The rate of species extinction has lent increasing urgency to the description of new species, but in this supposedly networked “big data” era the process of cataloging the rich tapestry of life has changed little since the time of Linnaeus. Fortunately, this process is finally being dragged into the 21st century, as the procedure of describing animal species at last entered the electronic era last year with the acceptance of electronic taxonomy publication and registration with ZooBank, the official registry of the ICZN. Concerned with growing disappearance rates, scientists have been forced towards a so called ‘turbo taxonomy’ approach, where rapid species description is needed to manage conservation. A new collaboration between GigaScience and Pensoft Publishers pushes the boundaries opened up by the digital-era still further, presenting an innovative holistic approach to describing new species creating a new kind of ‘specimen’, the ‘cybertype’, a 3D computer image that can be downloaded anywhere in the world it is needed and swathe of data types to suit modern biology, including its transcriptome, DNA barcodes, and video of the live animal in additional to the traditional morphological description. The approach is illustrated by the description of a new cave centipede species from a remote karst region of Croatia – the ‘cyber centipede’ Eupolybothrus cavernicolus.
The new approach combines and integrates data from several techniques, including next generation molecular methods, barcoding, and novel computing and imaging technologies, that will test the model for big data collection, storage and management in biology. The study has just been published in Pensoft’s new Biodiversity Data Journal, with data hosted and curated in our GigaDB database. We have also published an editorial today that throws additional light on the rationale and data organization process.

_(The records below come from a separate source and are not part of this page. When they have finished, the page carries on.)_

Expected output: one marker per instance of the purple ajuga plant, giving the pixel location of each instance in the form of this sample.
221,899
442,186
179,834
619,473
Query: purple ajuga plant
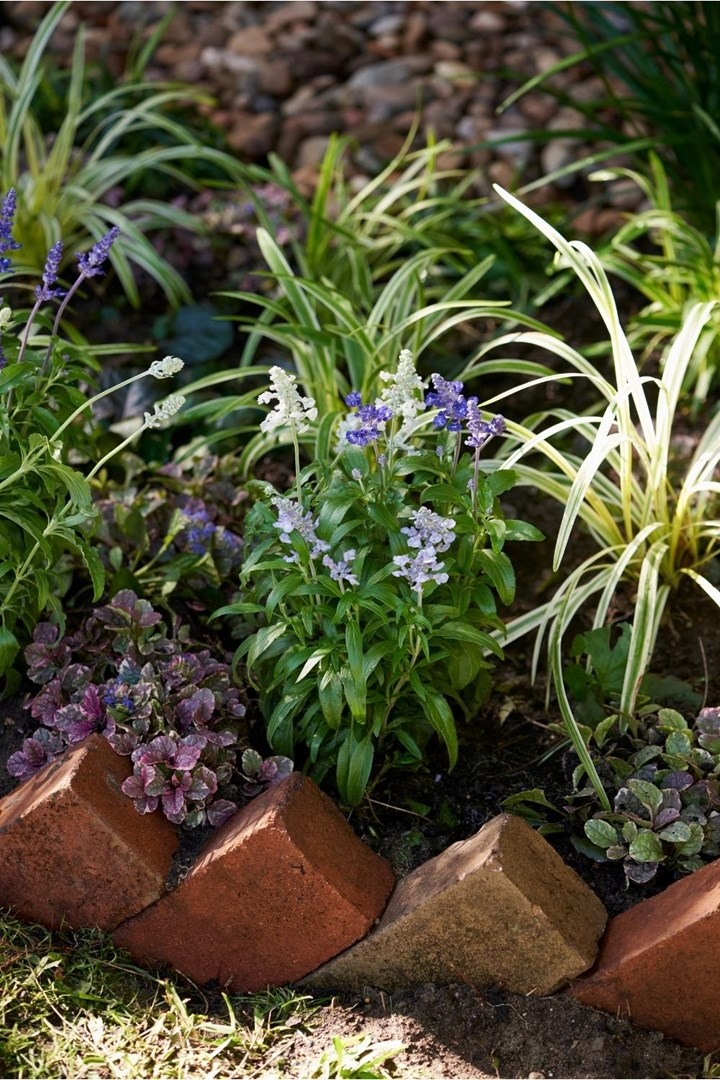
160,700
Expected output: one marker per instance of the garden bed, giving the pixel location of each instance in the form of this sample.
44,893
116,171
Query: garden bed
287,77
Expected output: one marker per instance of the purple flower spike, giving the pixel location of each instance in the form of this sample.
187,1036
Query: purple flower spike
481,431
90,262
46,292
7,217
449,401
374,417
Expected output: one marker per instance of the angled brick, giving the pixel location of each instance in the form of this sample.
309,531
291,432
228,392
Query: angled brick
500,908
283,887
73,850
659,962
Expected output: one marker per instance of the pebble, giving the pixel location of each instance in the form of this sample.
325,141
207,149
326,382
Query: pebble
285,75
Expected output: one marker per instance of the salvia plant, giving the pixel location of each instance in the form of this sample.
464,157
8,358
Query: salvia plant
368,591
45,502
163,701
654,524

While acknowledging the necessity of fast descriptions, the authors of the new study present the other ‘extreme’ for taxonomic description: “a new species of the future”. An international team of scientists from Bulgaria, Croatia, UK, Denmark, France, Italy, Greece, Germany and our partners in BGI Shenzhen and China National GeneBank illustrate a holistic approach to the description of the new cave dwelling centipede species Eupolybothrus cavernicolus.

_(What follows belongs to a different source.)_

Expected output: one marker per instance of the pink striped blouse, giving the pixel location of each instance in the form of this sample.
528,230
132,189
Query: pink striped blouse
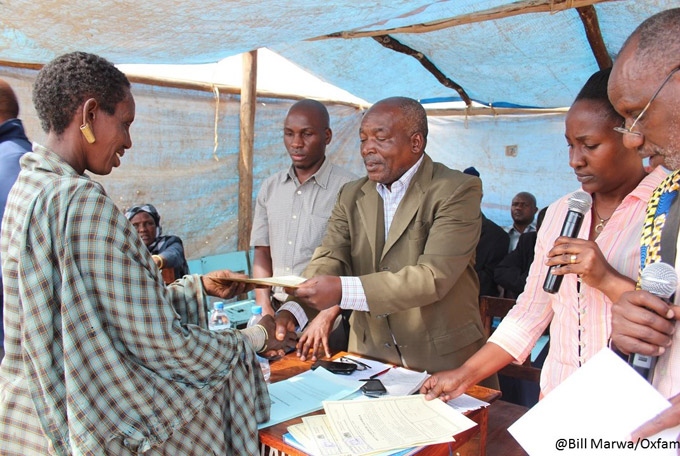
580,323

Eupolybothrus cavernicolus has become the first eukaryotic species for which, in addition to the traditional morphological description, scientists have provided a transcriptomic profile sequenced by BGI, DNA barcoding data, detailed anatomical X-ray microtomography (micro-CT), and a movie of the living specimen to document important traits of its behaviour. By employing micro-CT scanning in a new species, for the first time a high-resolution morphological and anatomical dataset is created, the ‘cybertype’ giving everyone virtual access to the specimen. As with the methylated nematode genome dataset we are hosting that recently won the BMC open data award, we have again collaborated with the ISA community to provide the metadata in the interoperable ISA-TAB format to maximize the discovery, exchange and informed integration of these diverse datasets.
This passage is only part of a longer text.